One of the most frustrating experiences in web scraping is to go to sleep with a scraper running, dreaming of all the data you’ll have in your database the next day—only to find that the scraper hit an error on some unexpected data format and stopped execution shortly after you stopped looking at the screen.

```python
html = urlopen('http://www.pythonscraping.com/pages/page1.html')
```
Two main things can go wrong in this line:
- The page is not found on the server (or there was an error in retrieving it).
- The server is not found.

In the first situation, an HTTP error will be returned. This HTTP error may be “404 Page Not Found,” “500 Internal Server Error,” and so forth. In all of these cases, the urlopen function will throw the generic exception `HTTPError`.


In [31]:
from urllib.request import urlopen 
from urllib.error import HTTPError

try:
    html = urlopen('http://www.pythonscraping.com/pages/404notfound.html') 
except HTTPError as e:
    print(e) 
    # return null, break, or do some other "Plan B" 
else:
    print('NO ERROR')
    # program continues. Note: If you return or break in the 
    # exception catch, you do not need to use the "else" statement


HTTP Error 404: Not Found


If the server is not found at all (if, say, http://www.pythonscraping.com is down, or the URL is mistyped), urlopen will throw an `URLError`.

In [29]:
from urllib.request import urlopen
from urllib.error import HTTPError
from urllib.error import URLError

try:
    html = urlopen("https://pythonscrapingthisurldoesnotexist.com")
except HTTPError as e:
    print("The server returned an HTTP error")
except URLError as e:
    print("The server could not be found!")
else:
    print(html.read())

The server could not be found!


Every time you access a tag in a `BeautifulSoup` object, it’s smart to add a check to make sure the tag actually exists. If you attempt to access a tag that does not exist, `BeautifulSoup` will return a `None` object.

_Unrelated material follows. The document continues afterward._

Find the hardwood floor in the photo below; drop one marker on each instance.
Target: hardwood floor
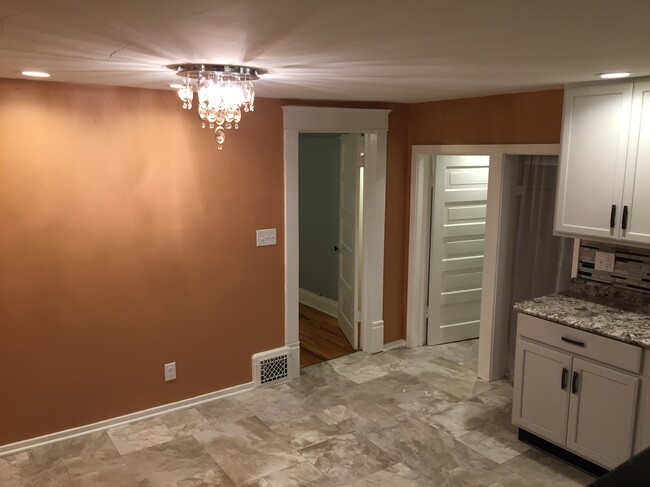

The problem is, attempting to access a tag on a `None` object itself will result in an `AttributeError` being thrown.

In [32]:
try:
    badContent = bs.nonExistingTag.anotherTag 
except AttributeError as e:
    print('Tag was not found') 
else:
    if badContent == None:
        print ('Tag was not found') 
    else:
        print(badContent)

Tag was not found


  name=tag_name


In [33]:
from urllib.request import urlopen
from urllib.error import HTTPError
from bs4 import BeautifulSoup


def getTitle(url):
    try:
        html = urlopen(url)
    except HTTPError as e:
        return None
    try:
        bsObj = BeautifulSoup(html.read(), "lxml")
        title = bsObj.body.h1
    except AttributeError as e:
        return None
    return title


title = getTitle("http://www.pythonscraping.com/pages/page1.html")
if title == None:
    print("Title could not be found")
else:
    print(title)

<h1>An Interesting Title</h1>


When writing scrapers, it’s important to think about the overall pattern of your code in order to handle exceptions and make it readable at the same time. You’ll also likely want to heavily reuse code. Having generic functions such as getSiteHTML and getTitle (complete with thorough exception handling) makes it easy to quicklyand reliably—scrape the web.